Directly measured quantities
Sky position — right ascension (RA) and declination (Dec), the astronomical equivalent of longitude and latitude, measured from the centroid of the detected light distribution.
Apparent flux in photometric bands — the number of photons detected per second through each broad-band filter (e.g. u, g, r, i, z, Y in the optical/near-IR). This is the fundamental output of an imaging survey; see astronomical photometry. The ratio of fluxes in two bands is called a colour and encodes information about the galaxy’s temperature and stellar population.
Spectra — the wavelength-resolved flux, obtained by dispersing the light through a spectrograph. Spectral lines — the fingerprints of specific atomic or molecular transitions — appear at well-known rest-frame wavelengths and are Doppler-shifted by the motion of the source and cosmologically redshifted due to the expansion of the universe.
Galaxy shape (ellipticity) — from high-resolution images, the projected shape of each galaxy can be measured. Shape catalogues are the raw input for weak gravitational lensing analyses.

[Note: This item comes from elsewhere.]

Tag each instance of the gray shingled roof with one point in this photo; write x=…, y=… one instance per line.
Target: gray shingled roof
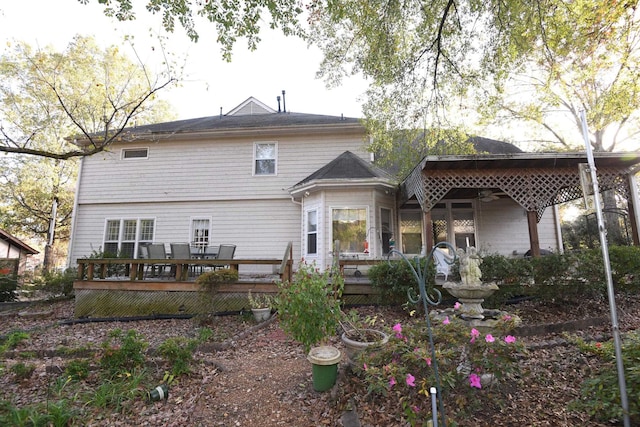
x=347, y=166
x=223, y=122
x=492, y=146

Quantities inferred from the observations
Redshift \(z\) — the fractional shift of spectral lines toward longer (redder) wavelengths, caused by the expansion of the universe (Wikipedia). In spectroscopic surveys \(z\) is measured precisely by identifying known lines in the dispersed spectrum (precision \(\sigma_z \sim 0.0001\)). In photometric surveys it is estimated from the shape of the broad-band spectral energy distribution (SED) — a technique called photometric redshift — with typical precision \(\sigma_z/(1+z) \sim 0.02\). As a rough distance scale: \(z = 0.1\) corresponds to roughly 1.3 billion light-years; \(z = 1\) to roughly 8 billion light-years.
Absolute luminosity and distance — once \(z\) is known, a cosmological model converts it to a luminosity distance, which combined with the apparent flux yields the intrinsic luminosity (and hence absolute magnitude). This step introduces a dependence on the assumed cosmology.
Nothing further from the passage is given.